Economy

Bank of Tanzania maintains interest rate at 5.75pc amidst Middle East crisis

This decision follows a Monetary Policy Committee meeting held on April 1, 2026 to evaluate the nation’s economic performance

Dar es Salaam. The Bank of Tanzania (BoT) has decided to maintain the Central Bank Rate (CBR) at 5.75 percent for the second quarter of 2026.

This decision follows a Monetary Policy Committee (MPC) meeting held on April 1, 2026 to evaluate the nation’s economic performance.

The primary objective of holding the rate steady is to ensure inflation remains within the target range of 3 to 5 percent.

This move also serves as a strategic buffer against the economic fallout from the ongoing political crisis in the Middle East.

The conflict in the Middle East has already begun to disrupt global supply chains and heighten volatility in international markets.

These geopolitical tensions have contributed to a significant surge in global energy costs.

Notably, crude oil prices jumped from an expected average of $60 per barrel to over $100 per barrel in early 2026.

Domestically, this global trend was reflected in the fuel price increases announced by the Energy and Water Utilities Regulatory Authority (Ewura) in Tanzania on April 1, 2026.

The BoT aims to mitigate the impact of these rising costs on local trade and investment.

To further refine its monetary policy, the MPC has narrowed the policy rate band from +/-2 percentage points to +/-1.5 percentage points.

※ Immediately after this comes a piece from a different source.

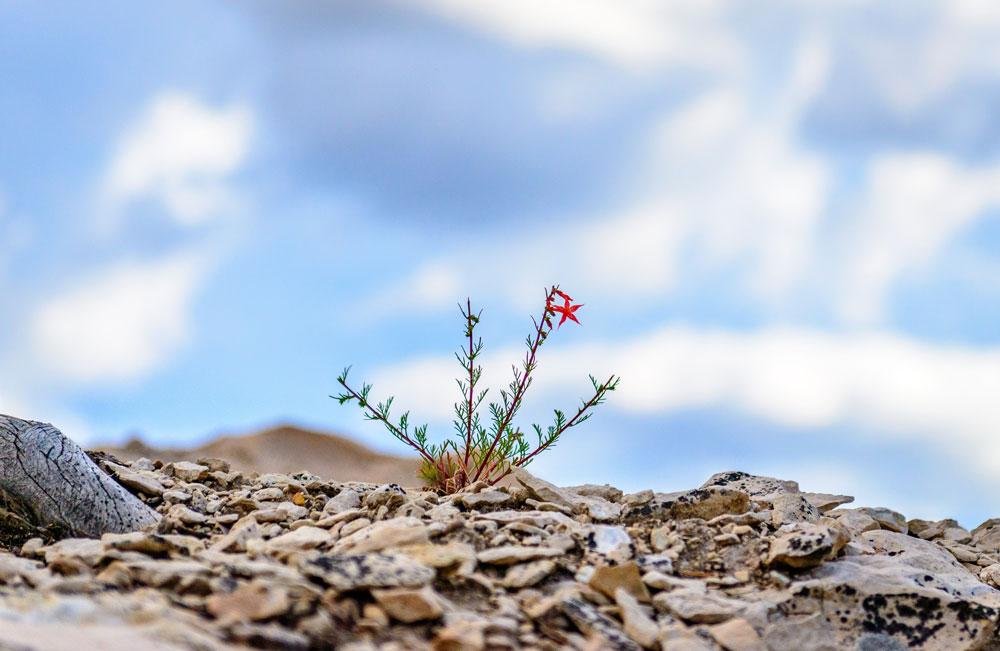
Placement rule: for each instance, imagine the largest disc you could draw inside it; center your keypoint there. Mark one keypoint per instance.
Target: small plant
(480, 454)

This technical adjustment, effective from April 2026, is designed to improve the efficiency of policy implementation.

Consequently, the interbank cash market rate for seven-day loans is expected to fluctuate between 4.25 percent and 7.25 percent during the second quarter.

Central Bank Deputy Governor, Dr Yamungu Kayandabila, noted that maintaining a stable interest rate environment is supported by robust domestic growth.

Tanzania’s economy continues to show resilience despite external shocks.

In the first quarter of 2026, the mainland economy grew by 6.2 percent, while Zanzibar recorded a growth rate of 6.7 percent.

This expansion has been largely driven by construction, agriculture, tourism, and financial services.

Specifically, the coffee and cashew nut sectors have demonstrated steady growth, contributing significantly to foreign exchange earnings.

Credit to the private sector also remains strong, growing at an average rate of 22.8 percent.

Inflationary pressures have remained contained thus far, with Tanzania Mainland averaging 3.3 percent and Zanzibar at 4.5 percent in the first quarter.

The country’s external position is bolstered by foreign exchange reserves reaching $6.2 billion.

This amount is sufficient to cover approximately 4.8 months of imports, exceeding both legal and regional requirements.

These reserves provide a vital safety net to maintain currency stability and protect the market value of key agricultural exports.

The banking sector remains well-capitalised and liquid, with the non-performing loans ratio dropping to 2.9 percent.

Vice Chairman of the Tanzania Bankers Association, Geofrey Mchangilla, commended the central bank’s oversight.

He said that these measures have strengthened the ability of commercial banks to provide affordable credit.

Continued collaboration between the government and financial institutions is expected to protect economic stability.

The MPC will continue to monitor the Middle East crisis closely ahead of its next meeting in July 2026.